First Cobalt Corp. (CVE:FCC) (OTCQX:FTSSF) has provided an update on commercial contracts and metallurgical test work relating to its cobalt refinery located in Ontario, Canada, noting that timelines for pilot plant completion and submission of permit amendments remain on track, while discussions for government support are well advanced.
The company said it and Glencore PLC have agreed to discuss a long-term feed purchase contract rather than the tolling arrangement originally contemplated, providing First Cobalt greater leverage to the cobalt market by entering into offtake contracts with end-users directly.
The group added that the maturity date on the company's US$5 million loan with Glencore has been extended by one year to August 23, 2022, which better aligns with refinery commissioning.
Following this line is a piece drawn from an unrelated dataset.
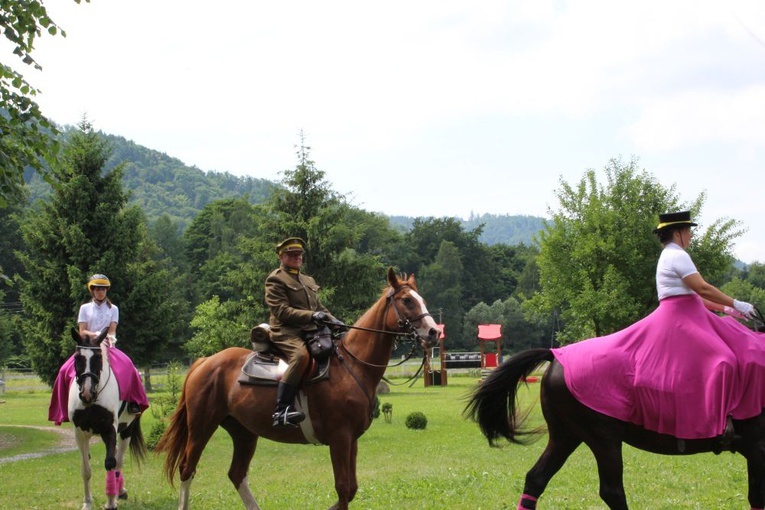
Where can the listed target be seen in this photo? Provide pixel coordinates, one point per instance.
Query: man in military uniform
(293, 300)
All other terms are unchanged, including Glencore's right to convert all or a portion of the balance owing to common shares of First Cobalt at a discount to market of up to 15%.
READ: First Cobalt releases results of a life cycle assessment affirming the low carbon footprint of its Canadian refinery
Glencore continues to provide support to ensure a technically viable design of the plant and smooth commissioning, and in on order to secure a diversity of supply, First Cobalt said it will supplement any feed provided by Glencore with other sources of ethical cobalt.
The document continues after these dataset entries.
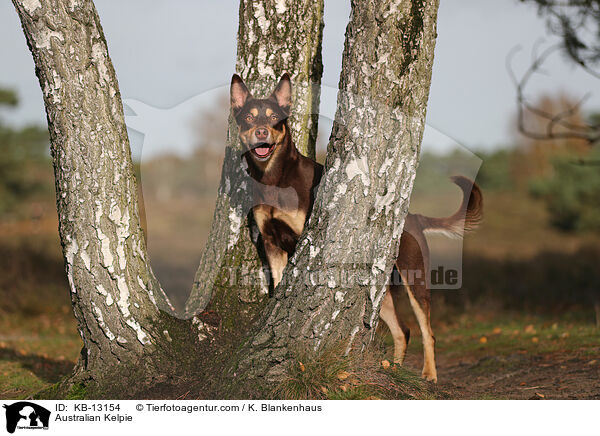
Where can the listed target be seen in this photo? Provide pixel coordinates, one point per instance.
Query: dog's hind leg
(421, 308)
(412, 265)
(399, 332)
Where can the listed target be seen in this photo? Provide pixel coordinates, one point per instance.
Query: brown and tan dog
(284, 196)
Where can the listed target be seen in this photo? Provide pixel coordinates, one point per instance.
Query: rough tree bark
(274, 36)
(334, 284)
(119, 305)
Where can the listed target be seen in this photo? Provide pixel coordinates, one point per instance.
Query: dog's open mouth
(263, 150)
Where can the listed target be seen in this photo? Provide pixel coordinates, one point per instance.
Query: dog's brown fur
(280, 212)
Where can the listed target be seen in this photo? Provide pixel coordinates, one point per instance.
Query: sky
(173, 57)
Cobalt hydroxide feed material from Glencore's KCC mining operation was received in September, with leaching and neutralization testing performed by SGS ahead of pilot plant test work. Bench-scale testing of cobalt hydroxide feedstock from KCC yielded recoveries in excess of 97%, significantly higher than the 93% recovery assumption in the company's May engineering study. The 97% recovery is similar to recoveries achieved on other DRC cobalt hydroxide feedstock that First Cobalt tested in 2019 to produce battery-grade cobalt sulfate.
The company said it is confident that it will meet or exceed this recovery level as it proceeds to pilot plant testing, which would contribute to even stronger project economics.
In a statement, Trent Mell, president & chief executive officer of First Cobalt commented: "The change in approach towards feed purchase contracts results in greater exposure to the cobalt market and potentially a greater share of the project economics outlined in our May 4 engineering study. With the decision to be a market purchaser of feedstock, rather than a toll refiner, the Company has resumed discussions with lenders and intends to move aggressively to advance its strategy."
He added: "I am very appreciative of Glencore's ongoing support and look forward to working towards completing a mutually agreeable cobalt hydroxide supply agreement for our refinery. We continue to advance our vision to create a new cobalt supply chain in North America, which will provide excellent leverage to a strengthening cobalt market for First Cobalt shareholders."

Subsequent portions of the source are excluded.